I’ve mentioned the excellent service called Animoto here a few times. Basically, it produces slide shows online and can use photos from social networks as well as video.
The company announced this week that it will be partnering with Kodak and several other companies to bundle services. This could be handy for anyone needing to quickly produce slide shows or presentations using cameras or other devices or to customize content for a website.
• The recent earthquakes and nuclear reactor problems in Japan have brought attention once again to just how quickly the status quo can be turned upside down. I was reminded of how valuable citizen participation can be in times of emergency.
In terms of technology it is another reminder of how important it is to have backup systems or policies in place for such disasters. I have long believed that the best approach to the future is always to at least imagine the worst scenario and to plan around it. While this may seem negative, it is realistic. While no one could prevent the scale of human suffering in such a catastrophe, we can at least try to minimize the damage to systems and to aid efforts for those affected.
• Several sites reported that AT&T will soon impose caps or limits on its broadband DSL service for their heaviest users. I have long dreaded the coming of any broadband caps, since it has been the freedom of no limits on usage that led to the Internet’s success. While this development may be inevitable, I will take writer Dylan Thomas’ advice and “rage, rage against the dying of the light.”
• Bloomberg.com ran a story this week on a new Facebook offering in the works which will try to compete with the daily deal service Groupon. Facebook is a formidable foe when it enters any existing market since the service has so many users and access to their personal information.
•Groupon has dominated the daily deal area for some time and they are excellent and profitable, but they may be forced to innovate and change quickly when Facebook gets involved. This could get interesting quickly.
• Twitter caused a bit of a firestorm this week when the company announced changes to its API’s terms of service. An API is basically a digital hook that allows a tongue in groove relationship to exist between two formerly unconnected services.
Twitter has long had a fairly loose approach to companies producing third-party clients for the service, but they now have laid down the law and redefined what a company may do in this regard. The bottom line seems to be that they will no longer allow companies to create competitive Twitter clients.

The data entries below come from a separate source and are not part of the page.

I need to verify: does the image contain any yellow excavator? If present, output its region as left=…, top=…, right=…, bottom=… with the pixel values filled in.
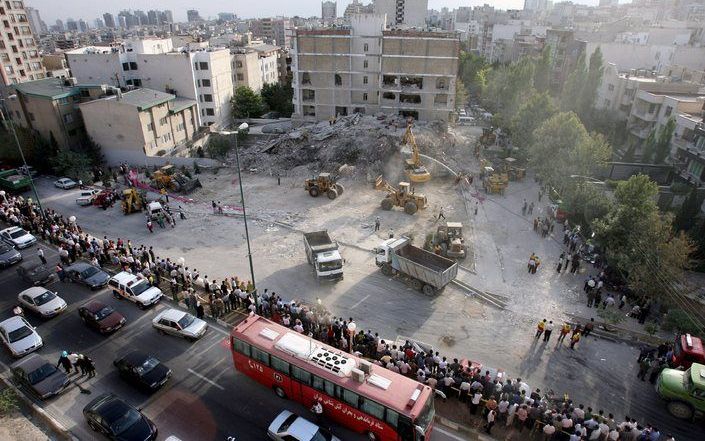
left=401, top=122, right=431, bottom=183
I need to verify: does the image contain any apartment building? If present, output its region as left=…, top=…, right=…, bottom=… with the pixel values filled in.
left=291, top=14, right=460, bottom=120
left=0, top=0, right=45, bottom=85
left=66, top=39, right=233, bottom=127
left=79, top=88, right=198, bottom=162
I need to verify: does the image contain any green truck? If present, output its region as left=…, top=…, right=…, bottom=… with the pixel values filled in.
left=656, top=363, right=705, bottom=420
left=0, top=169, right=30, bottom=192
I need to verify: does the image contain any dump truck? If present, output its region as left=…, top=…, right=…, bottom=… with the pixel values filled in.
left=375, top=237, right=458, bottom=296
left=304, top=230, right=343, bottom=280
left=0, top=169, right=30, bottom=192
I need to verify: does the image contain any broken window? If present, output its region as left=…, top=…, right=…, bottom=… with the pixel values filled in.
left=399, top=93, right=421, bottom=104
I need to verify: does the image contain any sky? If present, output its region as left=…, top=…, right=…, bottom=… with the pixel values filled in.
left=25, top=0, right=598, bottom=25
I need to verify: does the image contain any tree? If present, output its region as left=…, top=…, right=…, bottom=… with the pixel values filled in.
left=455, top=78, right=468, bottom=109
left=260, top=83, right=294, bottom=118
left=232, top=86, right=264, bottom=119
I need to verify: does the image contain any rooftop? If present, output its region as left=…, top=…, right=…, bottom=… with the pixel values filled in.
left=14, top=78, right=80, bottom=100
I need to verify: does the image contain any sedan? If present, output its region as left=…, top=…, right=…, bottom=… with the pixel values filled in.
left=0, top=315, right=44, bottom=358
left=267, top=410, right=340, bottom=441
left=113, top=351, right=171, bottom=391
left=152, top=309, right=208, bottom=341
left=66, top=262, right=110, bottom=289
left=83, top=394, right=157, bottom=441
left=17, top=286, right=66, bottom=318
left=78, top=300, right=127, bottom=334
left=0, top=242, right=22, bottom=268
left=54, top=178, right=78, bottom=190
left=10, top=354, right=70, bottom=400
left=0, top=227, right=37, bottom=249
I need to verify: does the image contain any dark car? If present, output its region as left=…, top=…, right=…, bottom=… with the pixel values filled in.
left=78, top=300, right=127, bottom=334
left=83, top=394, right=157, bottom=441
left=66, top=262, right=110, bottom=289
left=10, top=354, right=70, bottom=400
left=113, top=351, right=171, bottom=391
left=0, top=242, right=22, bottom=268
left=17, top=262, right=58, bottom=286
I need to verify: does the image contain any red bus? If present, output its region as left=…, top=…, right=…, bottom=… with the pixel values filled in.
left=230, top=315, right=435, bottom=441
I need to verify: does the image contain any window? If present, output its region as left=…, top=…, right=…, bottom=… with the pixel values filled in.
left=360, top=397, right=384, bottom=420
left=251, top=346, right=269, bottom=366
left=291, top=366, right=311, bottom=386
left=343, top=389, right=360, bottom=409
left=271, top=355, right=289, bottom=376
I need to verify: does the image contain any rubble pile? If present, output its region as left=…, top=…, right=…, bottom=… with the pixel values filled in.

This has enraged many who feel that Twitter is killing the very ecosystem that has made it so popular. I was reminded of the Ebay fiasco a few years back in which they totally changed the user feedback system to favor users over dealers. There was a huge backlash and the company lost hundreds of dealers over the changes. Twitter may be facing a similar situation here, time will tell.
• Speaking of time, some Verizon iPhones allegedly blew the recent time change by setting the time back rather than forward. While this is easy to correct, it does point out the need to be alert to anything that changes automatically.